All of our centres are urgently in need of new homes for pairs and families of feral and semi-feral cats.


Our feral cats are ideal for outdoor homes such as stables, smallholdings, farms, large gardens etc. They require daily feeding and dry shelter but earn their keep as an effective rodent patrol. 

Our rescue teams usually neuter and return feral cats to continue living where they are, provided they are being fed and have someone to keep an eye on them. Sometimes though cats cannot be returned to site due to redevelopment, demolition, an unsafe environment, no one to feed them, hostile people etc, and for these we seek suitable new homes. 
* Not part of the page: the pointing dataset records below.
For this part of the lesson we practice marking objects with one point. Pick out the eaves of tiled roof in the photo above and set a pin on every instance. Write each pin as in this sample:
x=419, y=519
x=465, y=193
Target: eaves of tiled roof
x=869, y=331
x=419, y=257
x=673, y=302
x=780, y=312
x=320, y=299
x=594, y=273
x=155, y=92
We can rehome to Essex, Surrey, Kent, East Sussex, West Sussex, and London boundaries. We initially deliver cats in a holding pen to settle them, and provide life-long assistance should it be required - e.g. health care, moving etc.
 
If you are interested in adopting feral/semi-feral cats from us, please contact our homing teams:
 
Lewisham: 07768 122844 / 0208 694 6545 or email This email address is being protected from spambots. You need JavaScript enabled to view it.
Canning Town: 020 7474 8811 or email This email address is being protected from spambots. You need JavaScript enabled to view it.
Hastings: 01424 882198 or email This email address is being protected from spambots. You need JavaScript enabled to view it.
Wadhurst: 01892 783367 or email This email address is being protected from spambots. You need JavaScript enabled to view it. 

 

 

 

 

 

For more information about Feral and semi-feral cats and kittens please read on.......
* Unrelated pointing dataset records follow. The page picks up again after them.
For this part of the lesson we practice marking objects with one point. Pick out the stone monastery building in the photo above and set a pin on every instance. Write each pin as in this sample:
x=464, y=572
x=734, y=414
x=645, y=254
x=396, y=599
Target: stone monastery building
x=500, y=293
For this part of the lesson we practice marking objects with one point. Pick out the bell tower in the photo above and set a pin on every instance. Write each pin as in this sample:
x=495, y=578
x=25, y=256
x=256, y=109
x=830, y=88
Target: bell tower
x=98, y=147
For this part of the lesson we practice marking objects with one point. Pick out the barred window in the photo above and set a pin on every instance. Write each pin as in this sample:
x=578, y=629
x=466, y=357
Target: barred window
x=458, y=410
THE CELIA HAMMOND ANIMAL TRUST  has always given priority to, and spent much time and effort helping feral cats and feral kittens both in London and the South East. For those who are not familiar with the term 'feral' - and many misconceptions abound - please read on.

 

When an unneutered female pet cat gets lost or is abandoned, unneutered male cats will mate her. She will give birth to the kittens wherever she can. This may be under or in a garden shed, in a derelict car, in thick bushes, in an empty building, in an abandoned settee or anywhere she feels she may be safe.

 

 
Unless the kittens are discovered when they are very young, generally the first anyone will be aware of them will be when they are brought out by their mother to look for solid food at around six weeks old.

At this age the kittens will already be nervous of human contact because they have not been handled and socialized. This nervousness is sometimes termed 'wild', and this is the result of lack of handling. If the cat and her kittens are rescued, the kittens can be tamed. The younger the kittens are the easier this is. Taming feral kittens takes time, patience and gentle handling but is ultimately very rewarding.

 


CHAT rehomes hundreds of feral kittens each year and has a very high success rate with taming feral kittens thanks to a combination of the gentle and patient efforts of CHAT staff, volunteers and patient new owners. If the kittens are not rescued, they will themselves be capable of breeding from four months old, and a colony of feral cats rapidly grows.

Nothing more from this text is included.